In total seven fishing vessels and one general cargo carrier, have been boarded and inspected, of which five were deemed to be operating within the law whilst two vessels were subject to further scrutiny and investigation.

Assistant Inspector Juma Said Mhada, MATT Secretary, stated, “Operation Jodari has provided the opportunity to make checks on the fishing vessels we licence to make sure they are complying with national and international regulations. Sadly we have discovered a number of vessels where this is not the case. Inspections of the BUAH NAGA NO 1 and TAI HONG NO 1 revealed violations of fisheries regulations as well as human rights abuses.” Juma added, “We have been very concerned about the evidence of abuse of crew and intimidation of observers. It is distressing to see the living and working conditions that crew, trapped on board these vessels, endure.”

12 Tanzanian nationals report being transhipped between fishing vessels as the operators became aware of the presence of the Ocean Warrior in the region. “There was a deliberate attempt to keep the Tanzanian crew away from our inspectors. Our interviews with the crew have revealed a catalogue of mistreatment from inadequate sleeping quarters to being deprived of food and water” said Hosea Gonza Mbilinyi, Acting Director General of the DFSA. “In addition 14 Indonesian crew from Malaysian longliner BUAH NAGA NO 1 have made similar reports of abuse and are currently in Tanzania waiting for repatriation to Indonesia.”

Evidence of ‘shark finning’ was found on the vessels with significant quantities of detached fins on board in contravention of Tanzanian regulations and Indian Ocean Tuna Commission (IOTC) conservation and management measures. Per Erik Bergh, FISH-i Africa commented, “Shark finning is a cruel and wasteful practice which is damaging not only to shark populations but also to the marine ecosystem. We need fishers to respect these predators and respect the regulations.”

Juvenile dolphins were also discovered on the BUAH NAGA NO 1, “The dolphin meat was prepared for export, most likely to Taiwan where there is demand for dolphin meat,” commented Bergh.

Operation Jodari has also led to a USD 50 000 fine being paid to the DFSA by the owners of longliner JIN SHENG NO 2 for not allowing the Tanzanian observer access to the bridge and for mistreatment of their crew.

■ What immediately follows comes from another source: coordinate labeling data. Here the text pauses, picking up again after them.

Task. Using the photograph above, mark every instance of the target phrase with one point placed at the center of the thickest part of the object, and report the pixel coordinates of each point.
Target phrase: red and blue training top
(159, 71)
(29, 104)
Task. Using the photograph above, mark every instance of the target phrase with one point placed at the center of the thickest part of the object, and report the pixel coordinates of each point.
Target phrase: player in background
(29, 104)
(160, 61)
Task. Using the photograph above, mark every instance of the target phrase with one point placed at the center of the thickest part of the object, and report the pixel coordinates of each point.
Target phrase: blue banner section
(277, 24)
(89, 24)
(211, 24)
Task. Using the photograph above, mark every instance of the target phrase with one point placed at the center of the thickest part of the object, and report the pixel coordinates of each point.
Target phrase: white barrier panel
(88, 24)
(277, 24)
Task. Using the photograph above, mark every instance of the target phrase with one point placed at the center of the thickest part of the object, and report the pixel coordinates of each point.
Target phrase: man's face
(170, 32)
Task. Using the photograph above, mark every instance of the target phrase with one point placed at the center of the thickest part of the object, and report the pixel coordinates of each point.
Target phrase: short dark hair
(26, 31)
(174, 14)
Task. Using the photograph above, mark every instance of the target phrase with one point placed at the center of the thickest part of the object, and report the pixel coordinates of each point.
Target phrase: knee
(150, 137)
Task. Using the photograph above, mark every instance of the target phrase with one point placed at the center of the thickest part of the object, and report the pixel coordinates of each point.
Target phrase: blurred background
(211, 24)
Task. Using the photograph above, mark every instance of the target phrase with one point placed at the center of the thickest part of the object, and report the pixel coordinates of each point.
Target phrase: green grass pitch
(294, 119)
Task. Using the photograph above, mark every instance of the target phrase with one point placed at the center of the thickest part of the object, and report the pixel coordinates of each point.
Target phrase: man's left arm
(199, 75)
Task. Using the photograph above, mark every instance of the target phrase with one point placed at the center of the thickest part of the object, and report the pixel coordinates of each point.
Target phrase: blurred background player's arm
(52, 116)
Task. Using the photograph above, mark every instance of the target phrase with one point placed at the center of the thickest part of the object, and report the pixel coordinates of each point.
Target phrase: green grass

Operation Jodari will continue to monitor all fishing activity in the region; Assistant Inspector Mhada commented, “We have seen a move of fishing vessels away from the Tanzanian exclusive economic zone as the fishing operators have found out that Sea Shepherd is working with the Tanzanian authorities. We have been monitoring with interest the vessels that appear to want to avoid the oversight of the authorities and will be undertaking further checks to make sure that any violations are identified.”